# Parallel on HPCs with `ipyparallel`

It's not very common to face extremely heavy computational tasks in bioinformatics study. However, when we really encounter one, it's pain as hell. Nobody like to wait a task that cost more than 24 hrs, especially when knowing that the result might not be enlightening. Parallel computing definitely helps in such scenario: if you can properly split the task and distribute them on different cores, with enough CPUs the runtime could be reduced drastically. In this snippet, I will introduce a package in Python that made parallelization eazy and sweet--`ipyparallel`.

## Rationale
There are multiple libraries for doing parallel computing in python, why should we care about this one (given that it has such a long weired name)? There are two main reasons: 
1. It allows you to distribute tasks not only locally on multiple cores, but also across machines that's in the same network. That means you can utilize 10 cores on each hpc in our server using **one single command**. 
2. It has good integration with jupyter notebook.
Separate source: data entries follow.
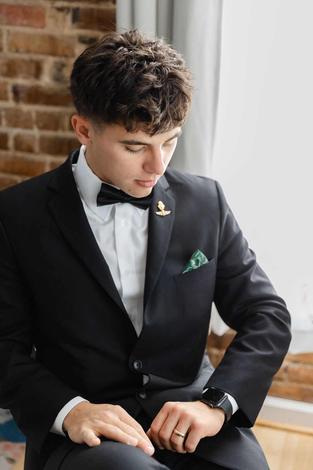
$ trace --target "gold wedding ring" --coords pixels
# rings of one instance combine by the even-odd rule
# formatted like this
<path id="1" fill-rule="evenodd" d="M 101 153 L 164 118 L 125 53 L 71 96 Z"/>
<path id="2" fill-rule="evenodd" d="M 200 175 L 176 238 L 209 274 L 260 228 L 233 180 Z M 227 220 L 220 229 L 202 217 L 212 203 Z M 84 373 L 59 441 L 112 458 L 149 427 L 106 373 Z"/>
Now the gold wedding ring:
<path id="1" fill-rule="evenodd" d="M 187 436 L 187 434 L 183 434 L 182 432 L 180 432 L 179 431 L 177 431 L 176 428 L 174 429 L 174 432 L 176 434 L 177 434 L 177 436 L 179 436 L 180 438 L 185 438 Z"/>

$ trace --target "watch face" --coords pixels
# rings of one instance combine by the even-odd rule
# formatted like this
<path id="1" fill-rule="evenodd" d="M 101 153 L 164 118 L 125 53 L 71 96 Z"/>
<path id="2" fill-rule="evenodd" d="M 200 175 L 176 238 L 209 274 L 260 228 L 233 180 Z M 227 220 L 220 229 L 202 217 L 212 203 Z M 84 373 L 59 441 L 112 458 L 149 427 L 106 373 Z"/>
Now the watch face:
<path id="1" fill-rule="evenodd" d="M 214 405 L 218 405 L 221 401 L 222 401 L 225 396 L 227 395 L 224 392 L 213 387 L 208 388 L 204 394 L 206 400 L 208 400 Z"/>

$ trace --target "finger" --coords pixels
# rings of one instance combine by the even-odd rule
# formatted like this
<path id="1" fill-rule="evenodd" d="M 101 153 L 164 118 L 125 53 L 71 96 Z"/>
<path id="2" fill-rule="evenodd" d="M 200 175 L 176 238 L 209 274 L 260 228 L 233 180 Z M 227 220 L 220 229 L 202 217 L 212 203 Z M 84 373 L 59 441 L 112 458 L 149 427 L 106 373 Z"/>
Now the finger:
<path id="1" fill-rule="evenodd" d="M 146 432 L 146 434 L 147 434 L 147 436 L 148 436 L 148 437 L 149 438 L 149 439 L 150 440 L 151 440 L 152 439 L 152 438 L 151 437 L 151 429 L 148 430 L 148 431 Z M 163 446 L 158 446 L 159 448 L 160 449 L 160 450 L 163 450 L 163 449 L 164 448 L 164 447 L 163 447 Z"/>
<path id="2" fill-rule="evenodd" d="M 175 432 L 175 429 L 183 434 L 187 435 L 190 428 L 190 422 L 191 417 L 188 412 L 185 412 L 183 414 L 182 418 L 177 423 L 173 431 L 173 434 L 171 436 L 171 442 L 172 445 L 176 452 L 181 454 L 185 454 L 186 452 L 185 446 L 185 437 L 182 437 L 178 436 Z"/>
<path id="3" fill-rule="evenodd" d="M 186 453 L 184 438 L 176 434 L 174 430 L 176 429 L 182 434 L 186 434 L 191 420 L 190 412 L 184 409 L 182 405 L 177 404 L 173 407 L 160 432 L 161 440 L 167 448 L 169 448 L 168 446 L 170 444 L 175 452 Z"/>
<path id="4" fill-rule="evenodd" d="M 81 435 L 82 442 L 85 442 L 90 447 L 95 447 L 100 444 L 99 437 L 91 429 L 83 430 Z"/>
<path id="5" fill-rule="evenodd" d="M 147 441 L 147 444 L 153 446 L 152 443 L 150 440 L 150 438 L 148 437 L 146 433 L 144 431 L 143 428 L 137 421 L 129 415 L 127 411 L 121 407 L 120 412 L 119 413 L 119 417 L 121 421 L 126 424 L 133 428 L 135 431 L 140 435 L 142 439 L 145 439 Z"/>
<path id="6" fill-rule="evenodd" d="M 122 442 L 129 446 L 133 446 L 134 447 L 136 447 L 138 445 L 138 439 L 130 433 L 132 431 L 129 427 L 127 431 L 128 432 L 125 432 L 121 429 L 119 426 L 115 426 L 112 423 L 108 424 L 106 423 L 101 423 L 98 424 L 96 434 L 100 436 L 104 436 L 111 440 L 115 440 L 117 442 Z M 133 430 L 133 431 L 134 434 L 136 433 L 134 430 Z M 139 435 L 137 434 L 137 435 L 139 436 Z M 141 438 L 139 438 L 139 439 Z"/>
<path id="7" fill-rule="evenodd" d="M 198 424 L 194 424 L 185 441 L 185 450 L 187 452 L 193 452 L 201 439 L 201 427 Z"/>
<path id="8" fill-rule="evenodd" d="M 158 447 L 164 447 L 168 450 L 174 452 L 175 449 L 172 445 L 170 438 L 178 420 L 176 418 L 173 421 L 172 416 L 172 424 L 170 418 L 168 421 L 173 409 L 177 411 L 177 402 L 165 403 L 151 423 L 151 436 Z"/>
<path id="9" fill-rule="evenodd" d="M 137 423 L 137 424 L 138 424 L 138 423 Z M 140 434 L 139 432 L 138 432 L 132 426 L 130 425 L 129 424 L 126 424 L 122 421 L 120 421 L 119 423 L 118 423 L 118 426 L 124 432 L 136 438 L 137 439 L 137 447 L 142 449 L 149 455 L 152 455 L 154 453 L 154 448 L 151 444 L 150 439 L 147 437 L 145 433 L 144 433 L 145 437 L 142 437 L 141 435 Z"/>

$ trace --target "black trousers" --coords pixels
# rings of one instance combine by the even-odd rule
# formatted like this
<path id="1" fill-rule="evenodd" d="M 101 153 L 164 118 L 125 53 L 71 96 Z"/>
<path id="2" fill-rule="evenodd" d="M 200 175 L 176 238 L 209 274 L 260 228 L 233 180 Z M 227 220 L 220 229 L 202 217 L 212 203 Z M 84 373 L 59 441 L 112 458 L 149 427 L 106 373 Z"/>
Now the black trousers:
<path id="1" fill-rule="evenodd" d="M 145 432 L 151 420 L 142 410 L 136 418 Z M 150 456 L 138 447 L 104 438 L 96 447 L 78 444 L 62 460 L 58 470 L 222 470 L 225 468 L 193 454 L 180 454 L 155 446 Z M 55 467 L 54 467 L 55 468 Z M 55 470 L 57 469 L 55 468 Z"/>

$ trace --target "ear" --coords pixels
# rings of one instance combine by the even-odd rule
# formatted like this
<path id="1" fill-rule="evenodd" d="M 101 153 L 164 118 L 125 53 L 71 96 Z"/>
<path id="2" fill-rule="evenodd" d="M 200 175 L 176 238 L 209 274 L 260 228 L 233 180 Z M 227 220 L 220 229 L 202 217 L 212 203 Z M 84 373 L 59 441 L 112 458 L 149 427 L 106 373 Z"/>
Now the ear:
<path id="1" fill-rule="evenodd" d="M 92 143 L 93 129 L 88 121 L 75 114 L 72 118 L 72 125 L 77 138 L 82 145 L 89 145 Z"/>

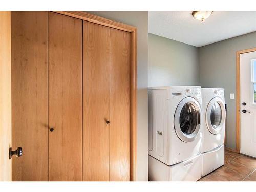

In fact it's a spin-off from the original ipython project. `ipython-notebook` evolves into `jupyter notebook`, while `IPython.parallel` becomes into `ipyparallel`. When you open a jupyter notebook, on the root page you see 3 tabs: "Files", "Running", and "Clusters". The "Clusters" tab will provide you the realtime information for your current `ipyparallel` session.

## Intro
- The Docs of `ipyparallel` is in https://ipyparallel.readthedocs.io/en/latest/intro.html. 
- The installation can be easily performed using `pip install ipyparallel` or `conda install ipyparallel`.
- The "visible" components in the `ipyparallel` include:
    - Cluster
        - One Controller (the commander)
        - Multiple engines (the workforce)
    - Client(s) (the main interactive python session)
- Settings, including settings for Controller/Engines are stored in `~/.ipython/profile_{default}/*.py`. There could be multiple setting "profiles": For example, for one particular task, you might need 20 cores on hpc1-5; for another task, you might need 160 cores spread across hpc1-12. You can then setup two profiles for these tasks correspondingly.

## Setup (one HPC only)
1. Use `ipcluster start -n 4` to start a controller and 4 engines on local machine (with default profile), each engines would correspond to one CPU.
2. After the command line output says `Engines appear to have started successfully`, open a `ipython/jupyter` session and try:

In [13]:
# import ipyparallel
import ipyparallel as ipp
# start a client in this python session
c = ipp.Client()
# client will automatically identify the controller (on the same machine, with the default profile)
# list ids of engines
c.ids
# Out[3]: [0, 1, 2, 3]

[0, 1, 2, 3]

In [14]:
c[:].apply_sync(lambda : "Hello, World")
# Out[4]: [ 'Hello, World', 'Hello, World', 'Hello, World', 'Hello, World' ]

['Hello, World', 'Hello, World', 'Hello, World', 'Hello, World']

## Setup (multiple HPCs)
0. For convenience's sake, it's better to setup passwork-less ssh login between different HPCs. You can do that by `ssh-keygen` on each HPCs using a prefix like `hpcN(N=1,2,3...)` and `cat ~/.ssh/hpcN.pub >> ~/.ssh/authorized_keys` to append the public keys to the trusted list.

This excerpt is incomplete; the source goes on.